Безусловно до встречи, ибо, если ее и не будет на этом свете, она непременно случится на том.
Ваш друг вот уже тридцать лет
Евдокия Ростопчина».
Письмо, которое графиня обещала мне написать, и записки, которые она должна была мне прислать в свое время, с очаровательным простосердечием передал мне князь Барятинский — наместник императора, ставший посредником между двумя людьми искусства.
Вот это второе письмо; оно еще более грустное, чем первое.
Между двумя датами — 18/30 августа и 27/10 сентября — бедная графиня еще на несколько шагов приблизилась к могиле.

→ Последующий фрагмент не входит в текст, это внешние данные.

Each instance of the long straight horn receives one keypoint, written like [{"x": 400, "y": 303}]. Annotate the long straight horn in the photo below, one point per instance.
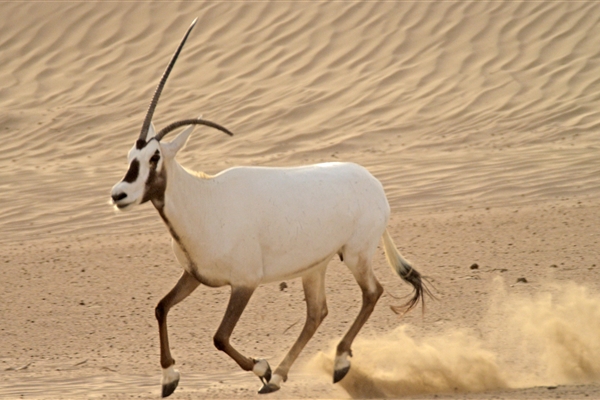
[
  {"x": 160, "y": 86},
  {"x": 198, "y": 121}
]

«Вороново, 27/10 сентября 1858 года.
Вот, милый Дюма, обещанные записки: в любое другое время для меня было бы удовольствием составить их для Вас и передать новому другу воспоминания о двух своих старых друзьях, но теперь лишь потому, что дело касалось Вас и меня, я смогла довести до конца эту писанину. Поймите, ведь я нездорова более, чем прежде, и испытываю такую слабость, что почти не могу уже вставать с постели, а в голове у меня царит путаница, едва позволяющая мне сознавать себя. И все же не сомневайтесь в правдивости даже малейших подробностей, которые я Вам сообщаю; они были продиктованы памятью сердца, а она, поверьте мне, крепче памяти рассудка. Рука, которая передаст Вам это письмо, послужит Вам доказательством того, что я уже отрекомендовала Вас должным образом.